Hoje acordei. E sei lá – apeteceu-me. Não são todos dias, mas hoje foi
assim - qualquer coisa de especial teve para me acordar.
É um palpite, como tantos outros que por aí andam. E de vez em quando –
muito de vez em quando – eles estão certos. Talvez seja por isso que acordei,
porque quem sabe talvez o meu esteja certo. De todas as vezes que errei, uma delas
teria de acertar.
- Porque não hoje?
Pensei. Ou melhor – escrevi. Porque se o digo alto não me deixo
acreditar. Não poderia acreditar. Há coisas que se devem manter assim –
incrédulas – como os palpites. Não porque não se devem saber, mas porque assim
não enfrentam a severidade da vida. Essas palavras mergulhadas em inocência,
que experimentam o íntimo e testam as memórias. Creio eu que é isso que me faz
acordar. Essa ingenuidade que nos assola, apodera, transforma.
De tal forma que hoje apetece-me ser palpite. Porque sei lá – não posso?

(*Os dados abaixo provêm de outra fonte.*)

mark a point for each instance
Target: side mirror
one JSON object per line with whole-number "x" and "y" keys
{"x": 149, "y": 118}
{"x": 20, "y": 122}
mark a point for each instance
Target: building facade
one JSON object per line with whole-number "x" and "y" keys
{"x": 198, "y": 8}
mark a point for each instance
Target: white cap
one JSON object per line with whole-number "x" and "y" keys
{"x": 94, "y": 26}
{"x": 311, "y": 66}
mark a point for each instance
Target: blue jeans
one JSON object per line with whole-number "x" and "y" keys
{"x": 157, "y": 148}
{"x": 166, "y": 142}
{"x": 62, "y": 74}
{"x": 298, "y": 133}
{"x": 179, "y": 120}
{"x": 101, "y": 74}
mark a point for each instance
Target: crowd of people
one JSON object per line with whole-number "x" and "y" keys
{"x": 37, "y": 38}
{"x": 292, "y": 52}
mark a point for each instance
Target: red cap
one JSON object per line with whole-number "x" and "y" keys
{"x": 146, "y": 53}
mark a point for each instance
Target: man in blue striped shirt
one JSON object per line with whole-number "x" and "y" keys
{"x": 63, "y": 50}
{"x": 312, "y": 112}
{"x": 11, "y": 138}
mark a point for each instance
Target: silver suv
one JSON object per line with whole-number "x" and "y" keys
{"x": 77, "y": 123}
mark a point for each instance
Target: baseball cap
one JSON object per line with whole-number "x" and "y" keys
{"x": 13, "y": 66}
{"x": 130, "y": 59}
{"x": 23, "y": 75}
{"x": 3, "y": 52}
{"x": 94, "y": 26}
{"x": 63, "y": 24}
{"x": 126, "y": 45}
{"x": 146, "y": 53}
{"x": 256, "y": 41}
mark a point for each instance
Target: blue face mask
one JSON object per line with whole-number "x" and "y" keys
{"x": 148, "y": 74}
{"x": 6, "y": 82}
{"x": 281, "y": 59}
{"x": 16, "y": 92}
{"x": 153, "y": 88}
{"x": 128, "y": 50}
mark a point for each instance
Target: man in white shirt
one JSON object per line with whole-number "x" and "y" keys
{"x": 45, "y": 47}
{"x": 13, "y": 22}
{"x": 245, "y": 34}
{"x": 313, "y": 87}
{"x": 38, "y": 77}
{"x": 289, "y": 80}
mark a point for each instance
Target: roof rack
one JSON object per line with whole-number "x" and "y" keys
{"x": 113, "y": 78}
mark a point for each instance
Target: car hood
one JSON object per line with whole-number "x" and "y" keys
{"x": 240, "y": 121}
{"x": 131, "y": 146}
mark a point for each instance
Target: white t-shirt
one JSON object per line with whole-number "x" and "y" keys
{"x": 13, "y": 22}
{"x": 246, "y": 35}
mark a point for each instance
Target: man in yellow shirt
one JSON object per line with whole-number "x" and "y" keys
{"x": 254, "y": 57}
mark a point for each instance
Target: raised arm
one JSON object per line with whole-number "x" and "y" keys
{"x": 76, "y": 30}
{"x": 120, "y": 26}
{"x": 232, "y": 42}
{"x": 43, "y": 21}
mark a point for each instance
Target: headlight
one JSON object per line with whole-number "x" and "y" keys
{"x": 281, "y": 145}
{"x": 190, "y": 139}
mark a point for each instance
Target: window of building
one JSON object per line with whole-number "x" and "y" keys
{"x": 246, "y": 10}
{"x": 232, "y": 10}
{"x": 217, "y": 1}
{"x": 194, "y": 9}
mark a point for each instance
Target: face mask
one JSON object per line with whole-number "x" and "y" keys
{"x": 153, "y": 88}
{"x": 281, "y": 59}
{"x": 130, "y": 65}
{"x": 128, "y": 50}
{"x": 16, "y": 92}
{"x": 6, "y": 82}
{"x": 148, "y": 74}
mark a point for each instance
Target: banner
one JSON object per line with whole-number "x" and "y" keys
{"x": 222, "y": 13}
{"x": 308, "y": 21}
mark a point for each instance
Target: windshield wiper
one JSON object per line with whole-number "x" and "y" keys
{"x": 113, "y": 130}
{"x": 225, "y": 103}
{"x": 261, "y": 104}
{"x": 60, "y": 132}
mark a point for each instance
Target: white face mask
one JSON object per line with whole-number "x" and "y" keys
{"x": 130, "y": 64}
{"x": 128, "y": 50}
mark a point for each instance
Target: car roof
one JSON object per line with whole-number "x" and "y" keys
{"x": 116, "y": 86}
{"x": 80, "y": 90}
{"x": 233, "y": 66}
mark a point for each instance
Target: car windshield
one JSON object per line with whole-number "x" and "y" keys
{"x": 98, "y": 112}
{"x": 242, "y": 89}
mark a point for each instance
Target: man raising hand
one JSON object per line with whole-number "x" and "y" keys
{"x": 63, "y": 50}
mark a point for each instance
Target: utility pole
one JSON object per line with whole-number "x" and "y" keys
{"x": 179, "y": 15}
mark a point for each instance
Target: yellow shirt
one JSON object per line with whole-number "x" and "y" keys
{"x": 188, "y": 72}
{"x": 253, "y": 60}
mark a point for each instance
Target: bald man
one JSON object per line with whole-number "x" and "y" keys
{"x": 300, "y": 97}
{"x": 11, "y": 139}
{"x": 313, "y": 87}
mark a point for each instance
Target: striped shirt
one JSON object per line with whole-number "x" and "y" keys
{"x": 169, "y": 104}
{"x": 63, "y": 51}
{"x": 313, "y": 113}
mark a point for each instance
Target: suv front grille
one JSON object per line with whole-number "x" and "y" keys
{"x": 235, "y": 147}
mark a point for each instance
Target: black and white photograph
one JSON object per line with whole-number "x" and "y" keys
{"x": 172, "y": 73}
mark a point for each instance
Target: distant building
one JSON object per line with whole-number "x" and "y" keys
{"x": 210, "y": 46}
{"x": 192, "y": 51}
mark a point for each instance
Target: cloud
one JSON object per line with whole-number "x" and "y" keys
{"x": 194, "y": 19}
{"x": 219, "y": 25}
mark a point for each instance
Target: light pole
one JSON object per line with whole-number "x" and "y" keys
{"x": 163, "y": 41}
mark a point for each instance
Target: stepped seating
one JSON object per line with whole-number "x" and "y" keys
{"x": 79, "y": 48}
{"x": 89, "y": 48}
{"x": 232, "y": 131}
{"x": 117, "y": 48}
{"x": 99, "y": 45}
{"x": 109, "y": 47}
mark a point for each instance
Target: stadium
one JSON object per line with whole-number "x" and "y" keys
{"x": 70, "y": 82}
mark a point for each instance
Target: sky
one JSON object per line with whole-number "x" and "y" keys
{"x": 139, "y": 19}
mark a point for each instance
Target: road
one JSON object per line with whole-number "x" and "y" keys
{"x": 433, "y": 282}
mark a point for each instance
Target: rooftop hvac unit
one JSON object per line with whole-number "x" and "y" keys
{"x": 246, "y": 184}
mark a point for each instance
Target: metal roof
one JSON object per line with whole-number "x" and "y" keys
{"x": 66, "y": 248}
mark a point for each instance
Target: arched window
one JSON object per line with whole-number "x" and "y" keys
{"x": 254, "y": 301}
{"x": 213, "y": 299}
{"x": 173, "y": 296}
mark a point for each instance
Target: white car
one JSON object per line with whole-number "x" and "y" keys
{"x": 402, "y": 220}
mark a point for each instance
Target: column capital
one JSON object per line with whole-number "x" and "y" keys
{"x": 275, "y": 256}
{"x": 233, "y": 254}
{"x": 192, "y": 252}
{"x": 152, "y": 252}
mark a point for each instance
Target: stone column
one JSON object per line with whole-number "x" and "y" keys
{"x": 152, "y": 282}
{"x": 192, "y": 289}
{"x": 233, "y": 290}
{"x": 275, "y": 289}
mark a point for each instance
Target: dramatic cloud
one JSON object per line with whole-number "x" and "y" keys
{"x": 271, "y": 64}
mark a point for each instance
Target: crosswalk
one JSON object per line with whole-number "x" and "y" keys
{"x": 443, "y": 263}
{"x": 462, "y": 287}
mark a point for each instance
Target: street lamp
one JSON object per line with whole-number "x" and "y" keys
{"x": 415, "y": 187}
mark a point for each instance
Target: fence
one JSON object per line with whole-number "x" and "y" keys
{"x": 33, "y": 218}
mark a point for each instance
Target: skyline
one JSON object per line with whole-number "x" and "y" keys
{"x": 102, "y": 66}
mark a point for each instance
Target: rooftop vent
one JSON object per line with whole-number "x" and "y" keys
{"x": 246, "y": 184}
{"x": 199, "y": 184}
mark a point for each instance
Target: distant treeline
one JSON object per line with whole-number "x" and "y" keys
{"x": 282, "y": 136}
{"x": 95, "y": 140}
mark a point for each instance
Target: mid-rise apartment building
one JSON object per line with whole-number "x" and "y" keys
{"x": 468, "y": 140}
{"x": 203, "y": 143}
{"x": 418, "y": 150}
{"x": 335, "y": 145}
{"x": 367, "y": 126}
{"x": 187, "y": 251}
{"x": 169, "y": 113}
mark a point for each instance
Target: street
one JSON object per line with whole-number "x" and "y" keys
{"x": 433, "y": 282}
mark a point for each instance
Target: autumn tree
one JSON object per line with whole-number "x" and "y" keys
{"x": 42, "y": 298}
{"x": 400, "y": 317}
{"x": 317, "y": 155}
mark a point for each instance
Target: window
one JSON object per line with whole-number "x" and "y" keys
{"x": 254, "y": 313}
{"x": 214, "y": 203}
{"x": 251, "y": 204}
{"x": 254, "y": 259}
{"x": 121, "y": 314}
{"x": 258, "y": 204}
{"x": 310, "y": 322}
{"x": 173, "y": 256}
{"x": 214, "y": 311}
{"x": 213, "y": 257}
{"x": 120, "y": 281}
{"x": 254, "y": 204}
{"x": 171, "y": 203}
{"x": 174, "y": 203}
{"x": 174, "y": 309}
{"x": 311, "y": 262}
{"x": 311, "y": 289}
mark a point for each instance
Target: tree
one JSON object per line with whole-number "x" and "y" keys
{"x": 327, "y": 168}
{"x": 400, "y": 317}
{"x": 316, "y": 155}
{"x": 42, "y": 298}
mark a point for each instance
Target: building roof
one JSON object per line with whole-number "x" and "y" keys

Esta pele hoje não está para mim. Demasiado presa – talvez – demasiado minha. Por
isso acordei. Palpite. E eu preciso de flutuar, como essas palavras inocentes
flutuam. Preciso de ser palpite, um rasgão de sorte desejado, uma surpresa
iminente, uma contagiante esperança. Quero ser a dinâmica da minha vida, por um
só dia, quero ser uma opção, um pressentimento ou talvez um presságio. Quero
divagar, ser a excepção, o sexto sentido, a fé. Voar nesse véu de ignorância. Ser escolhida por alguém que possa
dizer:
- Foi só um palpite.
E que esse acaso esteja certo – esse eu que virou sorte para outro.
Afinal de contas, de todas as vezes que se erra, numa delas tem de se acertar. E
porque não hoje possa eu vir a ser a razão de alguém acordar?